Recent advances in new types of radiation therapy that are even more efficient at killing cancer cells make the research timely. Carbon-ion therapy, for example, uses isolated atoms of carbon traveling at almost the speed of light to destroy cancer cells. “Carbon ions are more effective at killing cancer cells,” Dr. Burma says, “as they can cause even more complex breaks. If we are able to pinpoint the resection enzymes critical for repairing such breaks, we could develop inhibitors to make Carbon-ion therapy even more effective.” The research was funded in part by a NASA grant to Dr. Burma as space travel leaves astronauts susceptible to complex double-strand breaks from cosmic radiation unfiltered by the earth’s protective atmosphere and magnetic fields. Other funding for the research included a team science grant from the Gray Foundation’s Basser Initiative, a Cancer Prevention & Research Institute of Texas Recruitment of Established Investigators Award, and grants from the National Cancer Institute.

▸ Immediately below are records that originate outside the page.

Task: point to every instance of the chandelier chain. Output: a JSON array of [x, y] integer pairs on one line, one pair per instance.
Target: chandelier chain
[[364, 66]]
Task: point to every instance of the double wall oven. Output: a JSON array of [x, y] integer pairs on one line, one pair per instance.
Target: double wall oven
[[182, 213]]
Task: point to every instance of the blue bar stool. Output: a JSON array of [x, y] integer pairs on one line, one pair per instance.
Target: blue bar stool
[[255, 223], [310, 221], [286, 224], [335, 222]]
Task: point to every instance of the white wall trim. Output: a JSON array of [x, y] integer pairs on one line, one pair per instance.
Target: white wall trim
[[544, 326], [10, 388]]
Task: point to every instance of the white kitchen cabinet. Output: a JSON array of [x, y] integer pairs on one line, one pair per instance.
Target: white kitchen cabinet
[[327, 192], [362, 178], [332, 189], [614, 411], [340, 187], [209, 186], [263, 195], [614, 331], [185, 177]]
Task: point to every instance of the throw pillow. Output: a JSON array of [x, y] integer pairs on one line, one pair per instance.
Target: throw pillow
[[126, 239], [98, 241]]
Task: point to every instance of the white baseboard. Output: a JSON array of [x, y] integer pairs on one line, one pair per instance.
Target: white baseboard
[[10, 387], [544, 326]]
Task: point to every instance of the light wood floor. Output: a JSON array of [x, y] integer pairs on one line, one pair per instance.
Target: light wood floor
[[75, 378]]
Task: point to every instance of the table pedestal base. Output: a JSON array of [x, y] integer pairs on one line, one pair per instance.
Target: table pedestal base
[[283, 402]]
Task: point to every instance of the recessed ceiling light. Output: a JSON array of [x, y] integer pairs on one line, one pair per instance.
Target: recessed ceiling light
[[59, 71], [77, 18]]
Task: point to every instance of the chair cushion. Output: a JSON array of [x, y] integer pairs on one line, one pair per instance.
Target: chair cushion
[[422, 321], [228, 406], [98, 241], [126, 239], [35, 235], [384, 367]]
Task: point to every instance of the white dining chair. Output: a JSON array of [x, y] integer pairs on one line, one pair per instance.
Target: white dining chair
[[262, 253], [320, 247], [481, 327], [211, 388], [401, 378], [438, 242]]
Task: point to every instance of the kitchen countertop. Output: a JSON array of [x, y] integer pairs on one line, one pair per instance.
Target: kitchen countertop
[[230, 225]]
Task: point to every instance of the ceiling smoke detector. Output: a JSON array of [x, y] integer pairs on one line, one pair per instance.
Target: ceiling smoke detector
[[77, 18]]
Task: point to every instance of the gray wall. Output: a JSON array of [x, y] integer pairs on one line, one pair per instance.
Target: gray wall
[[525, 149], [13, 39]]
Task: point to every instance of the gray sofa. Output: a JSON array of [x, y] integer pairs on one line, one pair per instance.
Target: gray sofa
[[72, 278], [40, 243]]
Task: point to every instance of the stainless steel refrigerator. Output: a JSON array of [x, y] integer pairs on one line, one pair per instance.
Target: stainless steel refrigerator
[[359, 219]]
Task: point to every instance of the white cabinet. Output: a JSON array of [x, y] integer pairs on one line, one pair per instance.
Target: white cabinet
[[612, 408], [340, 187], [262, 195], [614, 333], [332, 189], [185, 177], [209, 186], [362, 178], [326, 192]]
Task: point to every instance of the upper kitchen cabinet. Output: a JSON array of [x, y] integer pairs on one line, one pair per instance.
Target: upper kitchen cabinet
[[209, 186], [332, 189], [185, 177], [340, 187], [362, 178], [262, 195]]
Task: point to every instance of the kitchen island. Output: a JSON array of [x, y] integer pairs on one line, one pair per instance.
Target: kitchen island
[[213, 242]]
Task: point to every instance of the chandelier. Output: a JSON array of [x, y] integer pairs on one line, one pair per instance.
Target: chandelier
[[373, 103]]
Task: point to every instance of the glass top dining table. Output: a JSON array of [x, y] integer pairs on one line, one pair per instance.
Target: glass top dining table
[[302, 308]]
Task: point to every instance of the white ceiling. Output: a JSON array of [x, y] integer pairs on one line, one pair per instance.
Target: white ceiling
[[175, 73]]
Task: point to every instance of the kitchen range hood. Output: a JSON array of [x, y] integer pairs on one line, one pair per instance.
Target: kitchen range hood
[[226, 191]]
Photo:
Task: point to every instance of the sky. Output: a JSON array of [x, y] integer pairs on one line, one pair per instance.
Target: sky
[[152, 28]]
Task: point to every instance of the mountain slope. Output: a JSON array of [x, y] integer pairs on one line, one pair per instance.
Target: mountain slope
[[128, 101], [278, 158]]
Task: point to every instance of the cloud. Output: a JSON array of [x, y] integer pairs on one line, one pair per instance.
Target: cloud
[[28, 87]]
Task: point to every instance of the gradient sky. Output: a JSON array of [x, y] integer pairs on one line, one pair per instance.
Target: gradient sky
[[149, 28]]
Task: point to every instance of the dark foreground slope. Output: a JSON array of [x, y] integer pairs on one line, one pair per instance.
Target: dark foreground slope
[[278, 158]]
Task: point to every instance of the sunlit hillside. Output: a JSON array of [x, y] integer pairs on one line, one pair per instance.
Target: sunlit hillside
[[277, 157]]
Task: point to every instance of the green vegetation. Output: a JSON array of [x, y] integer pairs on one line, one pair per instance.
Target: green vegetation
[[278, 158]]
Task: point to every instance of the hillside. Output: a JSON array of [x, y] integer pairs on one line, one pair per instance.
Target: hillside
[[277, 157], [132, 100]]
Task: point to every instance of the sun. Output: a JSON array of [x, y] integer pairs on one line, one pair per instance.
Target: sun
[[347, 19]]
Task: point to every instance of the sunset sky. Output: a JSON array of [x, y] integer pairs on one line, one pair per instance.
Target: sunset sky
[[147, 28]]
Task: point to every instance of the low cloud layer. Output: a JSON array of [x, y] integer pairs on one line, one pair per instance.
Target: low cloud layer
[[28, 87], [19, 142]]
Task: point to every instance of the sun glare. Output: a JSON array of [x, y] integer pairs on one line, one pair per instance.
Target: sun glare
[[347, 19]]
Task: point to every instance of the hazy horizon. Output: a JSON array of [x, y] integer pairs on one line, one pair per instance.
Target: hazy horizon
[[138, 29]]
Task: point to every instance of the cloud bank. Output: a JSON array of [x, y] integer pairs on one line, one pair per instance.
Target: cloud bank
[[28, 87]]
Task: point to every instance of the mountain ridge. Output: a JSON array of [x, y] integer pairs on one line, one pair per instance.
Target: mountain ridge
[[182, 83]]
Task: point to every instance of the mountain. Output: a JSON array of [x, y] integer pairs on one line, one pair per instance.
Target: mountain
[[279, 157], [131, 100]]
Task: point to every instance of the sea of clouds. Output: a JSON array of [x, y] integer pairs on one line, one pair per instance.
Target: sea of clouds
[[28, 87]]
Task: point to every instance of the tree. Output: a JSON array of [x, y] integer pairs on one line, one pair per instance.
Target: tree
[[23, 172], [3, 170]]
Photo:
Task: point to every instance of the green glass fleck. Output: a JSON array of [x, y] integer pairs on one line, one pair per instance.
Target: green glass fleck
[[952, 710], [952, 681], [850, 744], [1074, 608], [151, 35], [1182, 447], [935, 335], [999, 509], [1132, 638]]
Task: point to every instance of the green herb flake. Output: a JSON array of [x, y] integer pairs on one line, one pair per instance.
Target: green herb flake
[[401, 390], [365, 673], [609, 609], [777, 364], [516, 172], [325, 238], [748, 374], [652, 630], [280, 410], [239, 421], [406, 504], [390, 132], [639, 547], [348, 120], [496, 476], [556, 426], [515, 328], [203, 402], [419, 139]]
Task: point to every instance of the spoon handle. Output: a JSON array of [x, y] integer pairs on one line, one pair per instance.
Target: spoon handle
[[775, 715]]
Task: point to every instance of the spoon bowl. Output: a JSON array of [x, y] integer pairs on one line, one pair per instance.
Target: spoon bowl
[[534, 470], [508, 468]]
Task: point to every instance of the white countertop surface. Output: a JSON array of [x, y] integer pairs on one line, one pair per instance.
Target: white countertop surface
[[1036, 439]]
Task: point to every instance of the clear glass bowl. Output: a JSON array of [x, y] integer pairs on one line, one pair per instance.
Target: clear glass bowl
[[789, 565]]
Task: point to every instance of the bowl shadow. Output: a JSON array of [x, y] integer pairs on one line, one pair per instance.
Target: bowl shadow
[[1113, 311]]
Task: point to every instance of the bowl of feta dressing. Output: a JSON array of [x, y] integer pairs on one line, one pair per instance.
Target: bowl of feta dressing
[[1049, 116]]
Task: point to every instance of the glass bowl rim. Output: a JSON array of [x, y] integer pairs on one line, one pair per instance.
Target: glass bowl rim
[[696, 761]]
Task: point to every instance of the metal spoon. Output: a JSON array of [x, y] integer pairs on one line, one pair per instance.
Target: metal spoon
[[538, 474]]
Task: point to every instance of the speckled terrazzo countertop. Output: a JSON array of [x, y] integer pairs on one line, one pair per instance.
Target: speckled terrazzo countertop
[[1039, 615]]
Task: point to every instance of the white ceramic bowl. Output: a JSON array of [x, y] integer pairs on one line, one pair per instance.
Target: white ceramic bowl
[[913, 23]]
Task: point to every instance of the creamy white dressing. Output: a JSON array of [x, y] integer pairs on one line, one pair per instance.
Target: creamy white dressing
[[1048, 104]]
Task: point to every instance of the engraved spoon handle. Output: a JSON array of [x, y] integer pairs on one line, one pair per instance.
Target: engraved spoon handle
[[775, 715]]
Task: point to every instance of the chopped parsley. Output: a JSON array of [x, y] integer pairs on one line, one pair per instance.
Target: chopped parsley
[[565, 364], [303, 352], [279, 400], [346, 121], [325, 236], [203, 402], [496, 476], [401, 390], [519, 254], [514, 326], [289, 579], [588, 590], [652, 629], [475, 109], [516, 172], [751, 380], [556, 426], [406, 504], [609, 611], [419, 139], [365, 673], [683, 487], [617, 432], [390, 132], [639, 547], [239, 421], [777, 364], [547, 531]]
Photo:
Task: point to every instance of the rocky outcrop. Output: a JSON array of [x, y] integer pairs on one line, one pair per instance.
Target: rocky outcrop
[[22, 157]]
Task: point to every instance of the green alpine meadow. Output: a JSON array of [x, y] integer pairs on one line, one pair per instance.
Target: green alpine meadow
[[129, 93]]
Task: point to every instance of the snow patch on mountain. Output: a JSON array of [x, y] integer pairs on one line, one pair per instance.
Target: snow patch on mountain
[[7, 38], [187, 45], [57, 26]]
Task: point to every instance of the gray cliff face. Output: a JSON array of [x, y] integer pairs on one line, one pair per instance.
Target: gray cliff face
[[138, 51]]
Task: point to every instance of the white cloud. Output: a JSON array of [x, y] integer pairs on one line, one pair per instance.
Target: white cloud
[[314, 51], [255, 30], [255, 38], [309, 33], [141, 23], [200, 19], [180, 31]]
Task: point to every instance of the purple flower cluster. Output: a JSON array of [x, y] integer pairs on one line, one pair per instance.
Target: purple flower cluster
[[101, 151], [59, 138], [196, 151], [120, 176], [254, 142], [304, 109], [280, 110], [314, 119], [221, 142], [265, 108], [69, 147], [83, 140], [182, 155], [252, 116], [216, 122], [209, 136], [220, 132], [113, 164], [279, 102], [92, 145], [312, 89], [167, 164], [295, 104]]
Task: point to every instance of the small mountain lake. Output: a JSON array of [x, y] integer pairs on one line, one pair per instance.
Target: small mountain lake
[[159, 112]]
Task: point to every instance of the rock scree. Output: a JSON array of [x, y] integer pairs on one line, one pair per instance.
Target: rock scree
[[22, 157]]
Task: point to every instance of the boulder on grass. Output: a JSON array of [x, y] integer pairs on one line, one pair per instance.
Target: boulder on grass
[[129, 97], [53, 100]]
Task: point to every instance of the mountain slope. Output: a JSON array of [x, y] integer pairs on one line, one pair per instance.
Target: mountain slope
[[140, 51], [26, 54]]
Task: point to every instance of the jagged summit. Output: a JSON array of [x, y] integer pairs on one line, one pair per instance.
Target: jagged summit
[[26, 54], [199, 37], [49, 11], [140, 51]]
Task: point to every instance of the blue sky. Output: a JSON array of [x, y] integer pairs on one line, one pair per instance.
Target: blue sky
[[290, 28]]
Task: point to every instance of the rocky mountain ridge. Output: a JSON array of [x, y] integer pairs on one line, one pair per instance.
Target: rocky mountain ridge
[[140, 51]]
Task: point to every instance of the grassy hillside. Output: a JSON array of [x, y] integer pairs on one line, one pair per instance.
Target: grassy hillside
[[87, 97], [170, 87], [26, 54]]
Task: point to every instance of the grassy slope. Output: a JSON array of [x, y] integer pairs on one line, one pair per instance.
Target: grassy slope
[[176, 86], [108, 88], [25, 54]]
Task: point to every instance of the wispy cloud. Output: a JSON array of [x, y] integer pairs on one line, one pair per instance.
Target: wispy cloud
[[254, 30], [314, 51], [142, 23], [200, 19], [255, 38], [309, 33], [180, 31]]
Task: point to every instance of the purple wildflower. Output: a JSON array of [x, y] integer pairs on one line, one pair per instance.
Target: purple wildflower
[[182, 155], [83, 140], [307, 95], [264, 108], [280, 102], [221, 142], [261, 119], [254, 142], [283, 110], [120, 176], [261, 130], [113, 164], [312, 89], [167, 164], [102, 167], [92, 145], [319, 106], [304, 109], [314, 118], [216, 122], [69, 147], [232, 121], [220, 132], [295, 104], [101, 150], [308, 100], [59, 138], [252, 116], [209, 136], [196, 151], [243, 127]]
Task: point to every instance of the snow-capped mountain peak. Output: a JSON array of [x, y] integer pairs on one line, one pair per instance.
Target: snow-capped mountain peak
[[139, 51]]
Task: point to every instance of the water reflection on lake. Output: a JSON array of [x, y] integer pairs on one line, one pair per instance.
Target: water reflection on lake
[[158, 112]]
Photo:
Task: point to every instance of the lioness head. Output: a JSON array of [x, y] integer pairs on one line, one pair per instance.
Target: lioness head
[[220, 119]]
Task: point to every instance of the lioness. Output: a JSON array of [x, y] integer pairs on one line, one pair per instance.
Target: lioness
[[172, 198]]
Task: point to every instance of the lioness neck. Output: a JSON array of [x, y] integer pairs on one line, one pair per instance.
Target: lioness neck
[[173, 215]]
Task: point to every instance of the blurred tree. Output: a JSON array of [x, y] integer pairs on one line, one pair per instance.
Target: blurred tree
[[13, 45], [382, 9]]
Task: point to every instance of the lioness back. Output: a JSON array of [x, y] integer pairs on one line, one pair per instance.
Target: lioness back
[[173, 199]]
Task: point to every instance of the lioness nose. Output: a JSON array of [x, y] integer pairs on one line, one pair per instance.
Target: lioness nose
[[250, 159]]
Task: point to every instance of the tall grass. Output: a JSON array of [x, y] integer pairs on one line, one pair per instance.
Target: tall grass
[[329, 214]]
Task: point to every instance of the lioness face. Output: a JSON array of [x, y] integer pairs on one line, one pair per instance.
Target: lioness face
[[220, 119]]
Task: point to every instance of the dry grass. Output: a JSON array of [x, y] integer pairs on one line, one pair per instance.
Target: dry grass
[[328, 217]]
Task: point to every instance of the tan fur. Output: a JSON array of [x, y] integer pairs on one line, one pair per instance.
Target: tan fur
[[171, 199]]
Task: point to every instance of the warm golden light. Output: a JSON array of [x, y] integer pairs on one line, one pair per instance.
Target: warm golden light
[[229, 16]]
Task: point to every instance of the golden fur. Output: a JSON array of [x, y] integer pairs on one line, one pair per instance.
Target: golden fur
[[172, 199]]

Sometimes, scientific breakthroughs come from just asking the right questions like “Why does DNA end resection involve so many pathways?” That’s just part of the discovery process, explains Dr. Burma. “You can ask questions nobody has ever asked before and then try to answer them. Doing basic science in a clinical environment like UT Health is very satisfying since you can take new findings, translate them to the clinic, go through the trials, and complete the entire translational process. All of that is possible at UT Health and the Mays Cancer Center.”
The work of understanding the DNA repair and damage response system continues as more than 1,000 genes are likely involved in the intricate process. But in that understanding lies the opportunity to defeat the enemy.